# Talking to his foot...



## Aly (Jul 30, 2007)

As promised, I finnally managed to get a video of Ziggy talking to his body parts. He's not preening it which is what I first thought he was doing for a while. I got a pic and a very short clip. My camera died so it cut him off. It's only like a 5 second clip. He alternates feet too... so the other one doesn't feel left out?


----------



## Plukie (Aug 26, 2007)

I can't get the video to start to play


----------



## Aly (Jul 30, 2007)

Plukie said:


> I can't get the video to start to play



Not sure why...it's working on this side...

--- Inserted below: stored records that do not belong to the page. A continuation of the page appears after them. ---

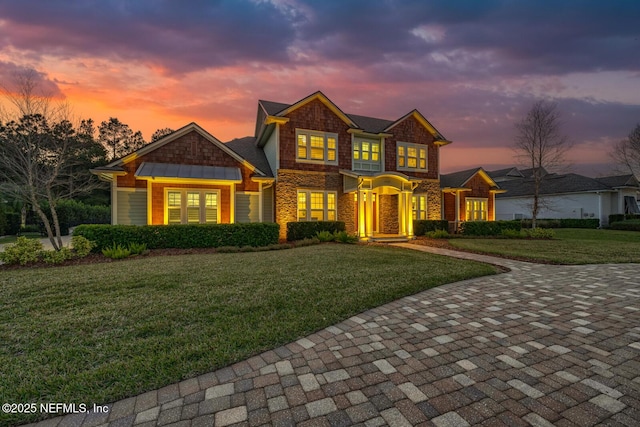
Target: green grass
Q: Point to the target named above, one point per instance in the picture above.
(12, 239)
(570, 246)
(102, 332)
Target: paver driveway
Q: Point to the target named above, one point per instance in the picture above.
(541, 345)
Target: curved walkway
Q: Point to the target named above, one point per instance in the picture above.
(540, 345)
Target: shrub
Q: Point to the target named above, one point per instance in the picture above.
(137, 248)
(489, 228)
(181, 236)
(344, 237)
(628, 225)
(23, 251)
(325, 236)
(56, 257)
(422, 226)
(512, 234)
(621, 217)
(438, 234)
(579, 223)
(116, 251)
(540, 233)
(81, 246)
(307, 229)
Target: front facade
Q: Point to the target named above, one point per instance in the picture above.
(565, 195)
(469, 195)
(307, 161)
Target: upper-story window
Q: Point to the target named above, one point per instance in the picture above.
(316, 147)
(412, 157)
(367, 155)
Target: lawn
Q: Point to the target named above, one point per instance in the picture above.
(570, 246)
(102, 332)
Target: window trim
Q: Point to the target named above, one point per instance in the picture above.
(183, 204)
(357, 141)
(415, 213)
(325, 204)
(485, 211)
(325, 135)
(418, 147)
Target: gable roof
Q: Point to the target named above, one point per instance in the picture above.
(365, 123)
(247, 148)
(191, 127)
(459, 179)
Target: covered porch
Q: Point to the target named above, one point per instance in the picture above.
(383, 209)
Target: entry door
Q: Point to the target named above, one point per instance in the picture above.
(374, 215)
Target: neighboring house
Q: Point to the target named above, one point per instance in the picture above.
(308, 161)
(468, 195)
(565, 195)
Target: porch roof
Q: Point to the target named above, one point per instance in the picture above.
(172, 170)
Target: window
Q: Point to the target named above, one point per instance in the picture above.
(316, 205)
(366, 155)
(419, 206)
(192, 207)
(412, 156)
(316, 147)
(476, 209)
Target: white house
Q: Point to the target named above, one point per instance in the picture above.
(565, 195)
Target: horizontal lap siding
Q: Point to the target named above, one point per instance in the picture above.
(247, 207)
(132, 207)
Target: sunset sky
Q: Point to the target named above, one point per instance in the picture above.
(473, 68)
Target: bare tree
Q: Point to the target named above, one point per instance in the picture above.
(118, 138)
(38, 150)
(541, 146)
(627, 152)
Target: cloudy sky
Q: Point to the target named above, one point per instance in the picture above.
(473, 68)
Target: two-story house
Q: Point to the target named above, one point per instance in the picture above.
(308, 161)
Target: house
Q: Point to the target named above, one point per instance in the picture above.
(469, 195)
(564, 195)
(307, 161)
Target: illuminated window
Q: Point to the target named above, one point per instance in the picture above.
(419, 206)
(316, 205)
(476, 209)
(191, 206)
(366, 155)
(316, 147)
(412, 156)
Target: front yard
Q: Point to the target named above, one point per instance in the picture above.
(570, 246)
(98, 333)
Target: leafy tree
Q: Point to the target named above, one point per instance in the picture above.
(118, 138)
(161, 133)
(627, 152)
(541, 146)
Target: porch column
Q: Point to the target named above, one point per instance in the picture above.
(369, 215)
(402, 207)
(409, 215)
(361, 217)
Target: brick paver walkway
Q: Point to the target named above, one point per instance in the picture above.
(541, 345)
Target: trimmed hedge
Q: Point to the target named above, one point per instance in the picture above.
(180, 236)
(309, 229)
(628, 225)
(489, 228)
(563, 223)
(424, 226)
(621, 217)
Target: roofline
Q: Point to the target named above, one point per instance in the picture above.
(193, 126)
(325, 100)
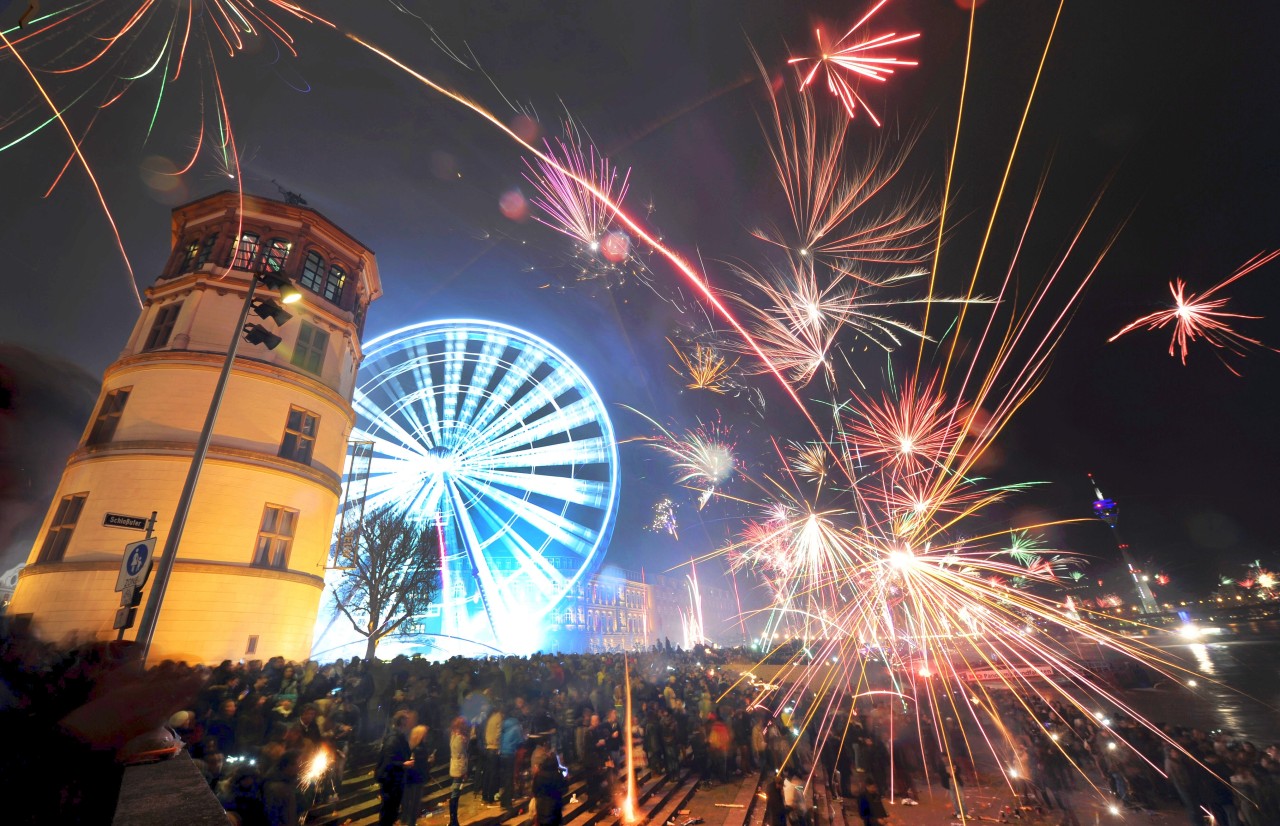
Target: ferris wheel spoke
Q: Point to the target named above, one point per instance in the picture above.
(519, 373)
(508, 424)
(487, 364)
(474, 546)
(533, 566)
(396, 489)
(561, 421)
(452, 361)
(592, 451)
(383, 427)
(503, 445)
(558, 528)
(407, 402)
(562, 488)
(391, 452)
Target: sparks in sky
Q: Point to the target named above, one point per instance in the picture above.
(704, 369)
(848, 213)
(702, 457)
(664, 518)
(913, 432)
(566, 204)
(1203, 316)
(844, 63)
(88, 55)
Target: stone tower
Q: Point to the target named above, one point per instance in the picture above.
(250, 569)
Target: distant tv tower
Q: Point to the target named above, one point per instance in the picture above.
(1109, 511)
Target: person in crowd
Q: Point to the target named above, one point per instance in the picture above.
(417, 771)
(549, 790)
(389, 772)
(492, 757)
(460, 738)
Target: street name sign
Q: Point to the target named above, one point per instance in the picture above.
(120, 520)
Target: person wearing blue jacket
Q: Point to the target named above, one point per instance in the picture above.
(512, 738)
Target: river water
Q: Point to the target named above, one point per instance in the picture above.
(1238, 688)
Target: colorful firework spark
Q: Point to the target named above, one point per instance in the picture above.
(704, 369)
(97, 50)
(850, 217)
(1203, 316)
(664, 518)
(567, 205)
(702, 457)
(865, 59)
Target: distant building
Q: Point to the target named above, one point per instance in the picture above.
(618, 610)
(250, 569)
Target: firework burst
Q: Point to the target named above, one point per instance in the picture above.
(704, 369)
(99, 50)
(664, 518)
(567, 205)
(702, 457)
(848, 217)
(1203, 316)
(844, 63)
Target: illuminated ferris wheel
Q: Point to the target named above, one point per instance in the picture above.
(501, 443)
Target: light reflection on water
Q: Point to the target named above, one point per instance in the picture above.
(1240, 687)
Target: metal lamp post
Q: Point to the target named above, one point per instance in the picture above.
(164, 569)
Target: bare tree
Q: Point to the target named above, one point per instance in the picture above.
(393, 574)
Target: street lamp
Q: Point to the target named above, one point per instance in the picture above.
(254, 334)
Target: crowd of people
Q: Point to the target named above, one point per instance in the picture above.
(275, 739)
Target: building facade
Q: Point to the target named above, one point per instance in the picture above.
(618, 610)
(250, 569)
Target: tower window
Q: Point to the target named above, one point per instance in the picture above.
(310, 348)
(206, 250)
(60, 528)
(246, 251)
(333, 287)
(188, 258)
(300, 436)
(275, 537)
(275, 254)
(163, 325)
(312, 273)
(109, 416)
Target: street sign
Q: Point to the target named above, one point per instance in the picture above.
(120, 520)
(136, 565)
(124, 616)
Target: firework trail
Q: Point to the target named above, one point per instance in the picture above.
(704, 369)
(1203, 316)
(849, 215)
(568, 206)
(101, 49)
(862, 59)
(932, 591)
(702, 457)
(664, 519)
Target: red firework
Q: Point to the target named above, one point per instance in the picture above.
(865, 58)
(1203, 316)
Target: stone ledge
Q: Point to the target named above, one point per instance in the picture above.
(173, 792)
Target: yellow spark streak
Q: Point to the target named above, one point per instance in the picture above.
(1000, 194)
(946, 188)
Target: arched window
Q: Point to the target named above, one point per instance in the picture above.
(333, 287)
(246, 251)
(312, 272)
(275, 252)
(206, 249)
(188, 256)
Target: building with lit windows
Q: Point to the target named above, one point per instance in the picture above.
(617, 610)
(250, 569)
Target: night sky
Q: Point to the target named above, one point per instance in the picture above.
(1168, 109)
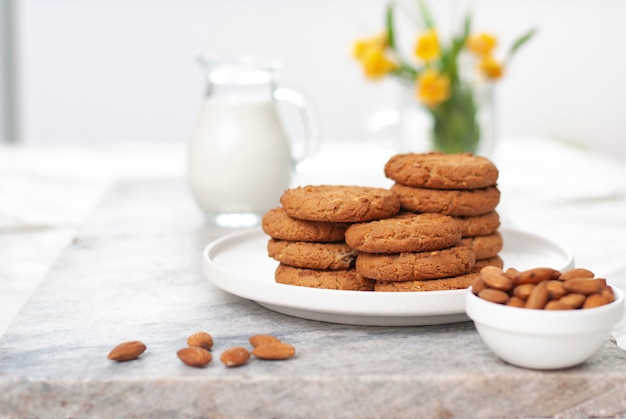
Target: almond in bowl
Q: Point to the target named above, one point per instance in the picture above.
(529, 329)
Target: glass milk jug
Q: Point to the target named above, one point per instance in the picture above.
(240, 160)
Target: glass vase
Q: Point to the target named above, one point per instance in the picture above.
(464, 123)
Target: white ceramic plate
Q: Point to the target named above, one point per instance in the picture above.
(238, 264)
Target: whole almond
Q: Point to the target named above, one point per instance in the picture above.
(201, 339)
(494, 277)
(596, 300)
(495, 296)
(583, 286)
(573, 300)
(511, 273)
(274, 351)
(195, 356)
(127, 351)
(538, 296)
(576, 273)
(523, 291)
(536, 275)
(261, 339)
(235, 356)
(556, 305)
(556, 290)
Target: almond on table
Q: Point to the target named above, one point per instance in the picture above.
(127, 351)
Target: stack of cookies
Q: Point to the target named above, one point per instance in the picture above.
(307, 233)
(412, 252)
(462, 186)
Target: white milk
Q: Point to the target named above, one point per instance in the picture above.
(239, 157)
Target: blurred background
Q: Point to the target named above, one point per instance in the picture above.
(105, 71)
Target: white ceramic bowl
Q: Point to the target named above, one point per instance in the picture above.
(544, 339)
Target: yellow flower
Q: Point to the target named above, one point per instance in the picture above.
(362, 46)
(371, 53)
(427, 46)
(376, 64)
(482, 43)
(432, 87)
(491, 68)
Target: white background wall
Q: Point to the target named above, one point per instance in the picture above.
(123, 70)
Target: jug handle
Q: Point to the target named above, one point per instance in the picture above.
(309, 121)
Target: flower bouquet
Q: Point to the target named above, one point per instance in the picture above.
(446, 78)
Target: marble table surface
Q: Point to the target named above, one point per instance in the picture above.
(93, 256)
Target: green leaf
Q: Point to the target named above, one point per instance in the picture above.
(429, 22)
(391, 38)
(521, 41)
(467, 26)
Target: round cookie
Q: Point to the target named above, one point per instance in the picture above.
(277, 224)
(414, 266)
(442, 171)
(479, 225)
(492, 261)
(331, 256)
(456, 202)
(404, 233)
(339, 203)
(443, 284)
(312, 278)
(484, 246)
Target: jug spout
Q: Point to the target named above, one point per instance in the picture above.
(239, 70)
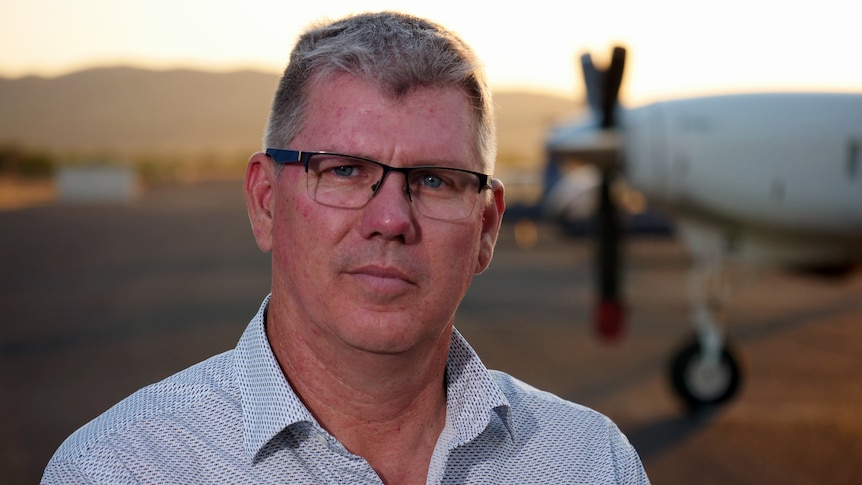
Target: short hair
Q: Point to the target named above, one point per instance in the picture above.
(395, 51)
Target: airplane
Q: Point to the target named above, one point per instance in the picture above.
(758, 179)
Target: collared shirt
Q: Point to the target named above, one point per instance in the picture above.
(235, 419)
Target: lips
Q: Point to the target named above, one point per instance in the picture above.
(386, 280)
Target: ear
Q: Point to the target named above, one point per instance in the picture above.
(258, 188)
(492, 217)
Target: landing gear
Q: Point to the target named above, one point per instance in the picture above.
(705, 373)
(702, 381)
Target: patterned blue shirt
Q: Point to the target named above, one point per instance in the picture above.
(235, 419)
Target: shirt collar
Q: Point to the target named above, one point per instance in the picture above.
(269, 403)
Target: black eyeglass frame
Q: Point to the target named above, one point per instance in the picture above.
(285, 156)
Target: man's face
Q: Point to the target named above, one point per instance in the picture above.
(381, 278)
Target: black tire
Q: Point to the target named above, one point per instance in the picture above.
(699, 390)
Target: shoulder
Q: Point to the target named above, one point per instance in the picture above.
(551, 431)
(526, 399)
(183, 400)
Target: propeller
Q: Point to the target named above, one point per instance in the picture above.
(598, 144)
(603, 89)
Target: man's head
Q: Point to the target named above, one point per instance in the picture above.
(395, 52)
(384, 273)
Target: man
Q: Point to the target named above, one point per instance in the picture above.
(373, 198)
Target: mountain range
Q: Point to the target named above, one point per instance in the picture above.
(133, 112)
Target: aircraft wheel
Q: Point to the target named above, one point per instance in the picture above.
(701, 385)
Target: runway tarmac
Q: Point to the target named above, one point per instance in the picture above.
(100, 300)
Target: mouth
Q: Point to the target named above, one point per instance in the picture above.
(383, 280)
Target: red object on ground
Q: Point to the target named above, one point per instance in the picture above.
(610, 320)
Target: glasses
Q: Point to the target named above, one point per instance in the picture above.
(349, 182)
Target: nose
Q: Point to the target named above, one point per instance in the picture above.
(389, 213)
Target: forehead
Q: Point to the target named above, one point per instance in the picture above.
(428, 124)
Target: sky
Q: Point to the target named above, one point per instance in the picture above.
(676, 48)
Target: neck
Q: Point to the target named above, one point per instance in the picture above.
(387, 408)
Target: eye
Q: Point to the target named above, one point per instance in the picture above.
(431, 181)
(343, 170)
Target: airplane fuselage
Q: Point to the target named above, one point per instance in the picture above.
(783, 171)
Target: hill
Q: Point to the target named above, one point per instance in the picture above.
(125, 112)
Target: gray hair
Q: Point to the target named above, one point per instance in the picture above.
(395, 51)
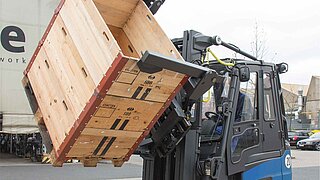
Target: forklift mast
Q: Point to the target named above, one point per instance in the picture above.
(237, 131)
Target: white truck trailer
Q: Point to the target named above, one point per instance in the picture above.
(22, 24)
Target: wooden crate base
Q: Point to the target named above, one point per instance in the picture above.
(113, 123)
(84, 83)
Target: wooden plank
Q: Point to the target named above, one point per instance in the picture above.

I uploaded it again so here is the new link. Hope this works.


----------



## birdieness (Jul 28, 2007)

hahaha. that is soo cute. I've seen sonic talk to his foot but that bird is just insane lol.


----------



## Babi (Oct 9, 2007)

LOL!!! That's too funny!


----------



## Laura (Jul 30, 2007)

I couldn't get the first one to play either but I saw it on the second one Ziggy is to funny, he must have some special feet...hehe


----------



## Rosie (Aug 27, 2007)

How cute, I managed to see the second one too! It's cute how he changes his foot!


----------



## Plukie (Aug 26, 2007)

Awwww bless him!!!! He's cha cha chatting!!!


----------



## Bea (Jul 26, 2007)

LOL!!!! What a cutie.  That's so funny.


----------



## xxxSpikexxx (Jul 30, 2007)

Silly Ziggy


----------